[126765] in North American Network Operators' Group
Re: Junos Asymmetric Routing
daemon@ATHENA.MIT.EDU (Florian Weimer)
Fri May 28 17:28:02 2010
From: Florian Weimer <fw@deneb.enyo.de>
To: Ken Gilmour <ken.gilmour@gmail.com>
Date: Fri, 28 May 2010 23:27:28 +0200
In-Reply-To: <AANLkTimilon0PpfIqi4CykORni4WwwX5llosxoa5G212@mail.gmail.com>
(Ken Gilmour's message of "Thu, 27 May 2010 17:27:16 -0600")
Cc: nanog@nanog.org
Errors-To: nanog-bounces+nanog.discuss=bloom-picayune.mit.edu@nanog.org
* Ken Gilmour:
> ISP1 is the default gateway, ISP2 is a backup provider but which is always
> active. Client comes in on ISP1's link, traffic goes back out on ISP1s link.

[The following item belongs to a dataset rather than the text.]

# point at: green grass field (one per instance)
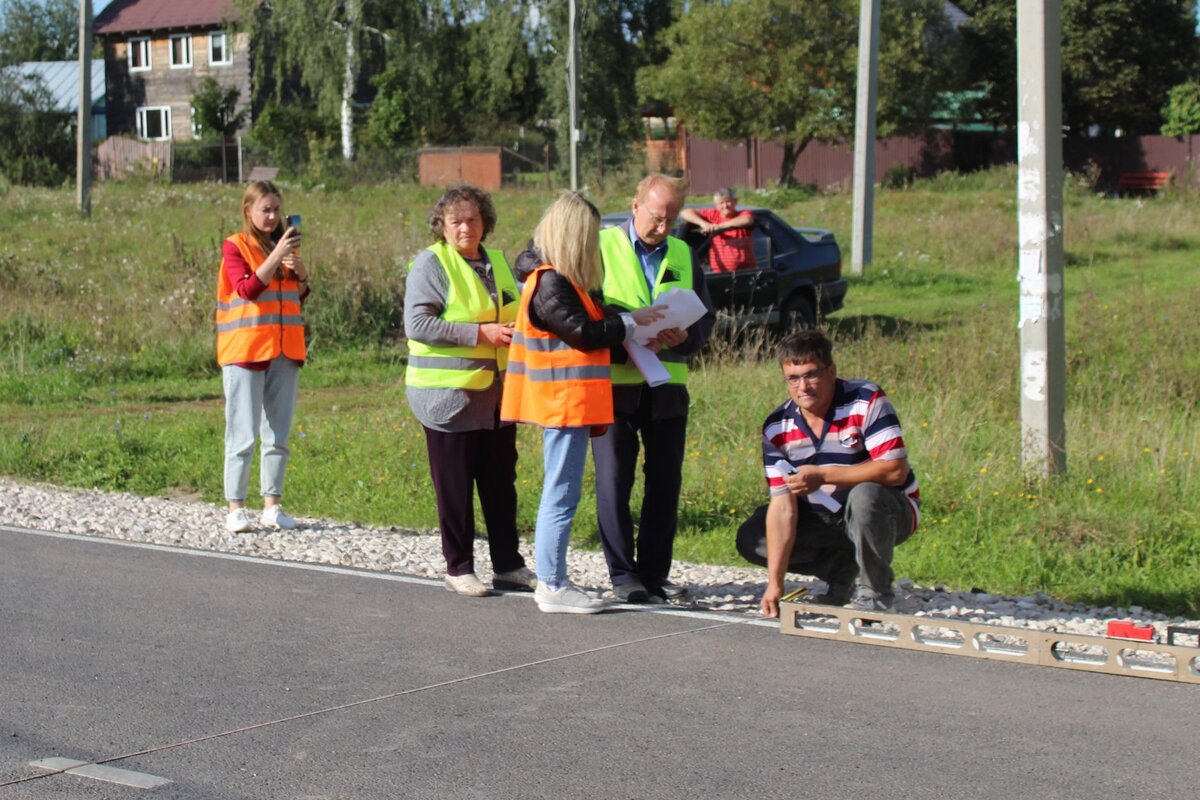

> Client comes in on ISP2's link (non default gateway) but for some reason,
> the packets seem to be going back out through the link for ISP1.
You cannot use Juniper's software forwarding platforms in this
scenario. This may sound like a drastic verdict, but I think it's a
pretty accurate summary of the situation.
Perhaps you can coax the software forwarding platforms into packet
mode (instead of flow mode), but from the documentation, I get the
feeling that Juniper doesn't want you to do that (at least on
J-series). You also lose some functionality if you do that. Moving
the filters to a different box doesn't help, either.
So you either have to buy real Juniper routers (and the necessary
service modules to implement this), or switch vendors.